On dira : bon, Jean-Luc Mélenchon n’a pas inventé l’eau chaude, il ne fait que reprendre la définition de l’identité américaine du Parti Démocrate : tous pareils, mais tous différents, et inversement. La société produit la communauté des bikers, puis ensuite celle des bikers gays, puis ensuite celle des bikers gays amateurs de funk, avec à chaque fois une séparation pour la formation d’une communauté autonome, qui peut elle-même se transformer en une autre communauté par un mélange avec une autre communauté, etc.

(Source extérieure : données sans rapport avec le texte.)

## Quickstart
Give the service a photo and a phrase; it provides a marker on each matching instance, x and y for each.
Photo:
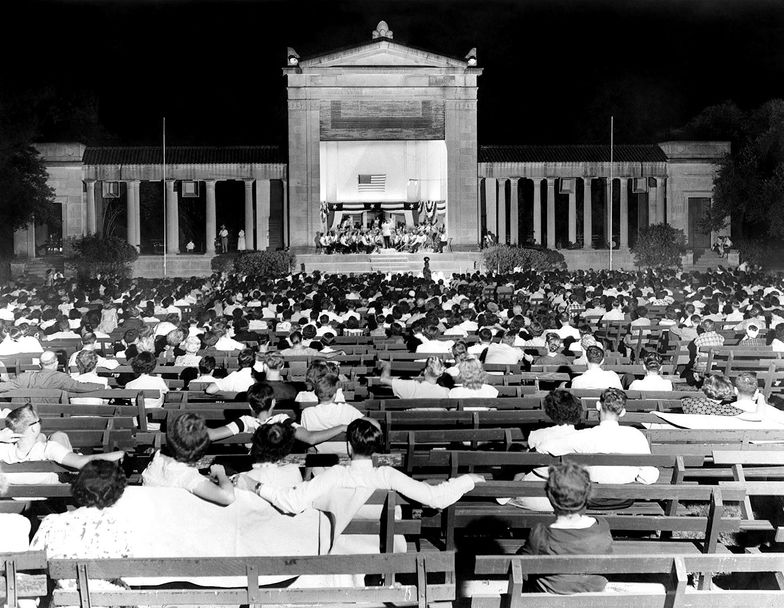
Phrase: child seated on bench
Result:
(271, 443)
(568, 489)
(187, 441)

Et c’est vrai. Jean-Luc Mélenchon ne fait que proposer une américanisation de la République française, dans un grand projet fusionnel de communautés non pas « fixées », mais en changement permanente, en remodelage permanent… mais ayant comme centre de gravité le régime. Il a résumé son propos également dans une tribune au Nouvel Obs, en concluant par le mot d’ordre « Semblables dans la différence ».
C’est, au sens strict, le contraire de l’esprit des Lumières et du mouvement ouvrier, pour qui tous les peuples vont fusionner et disparaître dans une république mondiale ; « l’Internationale sera le genre humain ». Être de Gauche, être à Gauche, c’est considérer que, dans 500 ans, il n’y aura plus ni blancs ni noirs ni jaunes ni Chinois ni Français ni Indiens etc. etc. mais seulement des êtres humains formant une communauté universelle.
N’importe quel film de science-fiction un tant soit peu sérieux aborde toujours cette question par l’intermédiaire d’extra-terrestres scandalisé de voir les êtres humains divisés en races et nations. C’est le principe de base de n’importe quel intellectuel de Gauche traitant de l’humanité. Être de Gauche implique un point de vue planétaire.
Jean-Luc Mélenchon va à l’encontre de cela, il dit : les identités d’accord, si elles sont temporaires, si elles contribuent à d’autres identités elles-mêmes temporaires. C’est la même chose que l’idéologie LGBT devenue LGBTQIA+ etc. etc. par inflation identitaire. C’est l’idéologie du marché et Jean-Luc Mélenchon propose à la République française d’assumer le modèle américain, plus conforme à la modernité du capitalisme triomphant.
C’est évidemment en rapport avec son projet présidentiel pour 2022 ; c’est une tentative de lancer un projet populiste pour encore une fois nier la lutte des classes.